Erzählungen und Romane von Malern, in denen Musen sich beugen müssen oder gar kaputt gehen, gibt es in der Literaturgeschichte zuhauf.
Edgar Allen Poes Erzählung „The Oval Portrait“ schildert, wie eine junge Frau zusehends an Kraft verliert, während der Maler ihr Gesicht auf die Leinwand bringt und schließlich stirbt.
Etwas weniger gefügig gemacht wird eine Frau in Honoré de Balzacs „Das unbekannte Meisterwerk“, wo ein Maler nach dem perfekten Bild strebt und im Versuch, ein schönes Modell zu porträtieren, scheitert.
Verena Stauffer dreht in „Strahlen“ diesen Spieß um. Ihre Protagonistin, die Wiener Malerin Ava, will nicht nur gesehen werden, sie will vor allem selbst sehen, und andere sehen machen, mit ihren Gemälden Erkenntnis befördern:
Ich spiegele mich. Ich werde dich spiegeln.
Von der Schaffenskrise zum Dating Portal
Nach einer Trennung steckt Ava in einer Schaffenskrise. Ehe sie eine Gastprofessur antritt, besucht sie Freunde in New York und trifft dort Kyle, auf den sie sich halbherzig einlässt. Kyle wiederum verlässt sie für Stefan, der ihr im Sommerurlaub begegnet.
Und als Stefan sich rar macht, beginnt sie über ein Dating Portal ein Verhältnis mit E., bis ihr Tiam, ein junger iranischer Nuklearmediziner, in New York zufällig über den Weg läuft.
Ist Ava eine Nymphomanin? Ein Vamp? So hätte man diese Protagonistin in ihrer Freizügigkeit und großen Sehnsucht wohl zu anderen Zeiten etikettiert.
Dabei ist Ava doch höchst osmotisch, extrem eindrucksfähig, hochsensibel, eine Synästhetikerin, die visuelle Eindrücke in Farben übersetzt:
Auf einmal waren Farben in meinen Gedanken, mein Blick wie überblendet von einer Leinwand in meinem Atelier, raumhoch und breit.
Schöpferische Kraft und überwundene Rückzugsfantasien
Ava möchte ihr Talent wieder produktiv machen, möchte zurückfinden zu ihrer schöpferischen Kraft. Dafür lässt sie sich auf die Welt ein, die sie umgibt.

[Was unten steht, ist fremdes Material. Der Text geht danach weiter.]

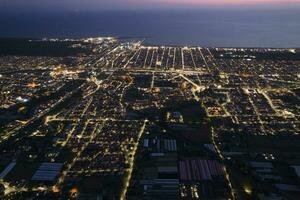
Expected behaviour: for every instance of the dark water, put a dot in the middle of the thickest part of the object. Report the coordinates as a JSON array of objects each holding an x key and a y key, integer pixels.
[{"x": 239, "y": 28}]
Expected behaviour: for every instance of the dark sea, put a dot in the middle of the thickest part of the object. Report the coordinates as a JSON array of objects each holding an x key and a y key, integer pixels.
[{"x": 215, "y": 28}]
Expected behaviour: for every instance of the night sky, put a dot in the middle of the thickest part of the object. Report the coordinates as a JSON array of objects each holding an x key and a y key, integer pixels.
[{"x": 21, "y": 5}]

Dafür überwindet sie ihre Rückzugsfantasien, ihren Wunsch, sich zu verkriechen. Stattdessen setzt sie sich allem aus, ihrem Begehren und dem der Männer:
Ich zwang mich, in dieser Gesellschaft zu funktionieren, um später mit den Erlebnissen arbeiten zu können. Ich zwang mich, nach außen zu gehen, zu leben.
Grenzenlos und freimütig
So merkwürdig es klingen mag: Avas Bereitschaft, ihre Grenzen auszuloten, ist fast grenzenlos. Freimütig gesteht sie sich ein, dass dieser Männerreigen seine Notwendigkeit hat.
Verena Stauffer führt Ava aus den USA bis in den Iran, lässt sie politische und religiöse Fragen diskutieren, schickt sie schließlich sogar in eine digitale Parallelwelt. In dieser Welt wird sie schwanger und bringt ein höchst seltsames Kind zur Welt.
Immer mehr verschwimmen in Avas Wahrnehmung die Grenzen zwischen analoger und digitaler Sphäre. Mehrfach droht ihr der totale Kontrollverlust:
Ich lief orientierungslos durch die Straßen, warf mich mit dem Rücken gegen Hausmauern, schlug Fäuste und Ellenbogen an raue Wände, schürfte mir Fingerknochen und Unterarme auf, wies Menschen ab, die mir helfen wollten.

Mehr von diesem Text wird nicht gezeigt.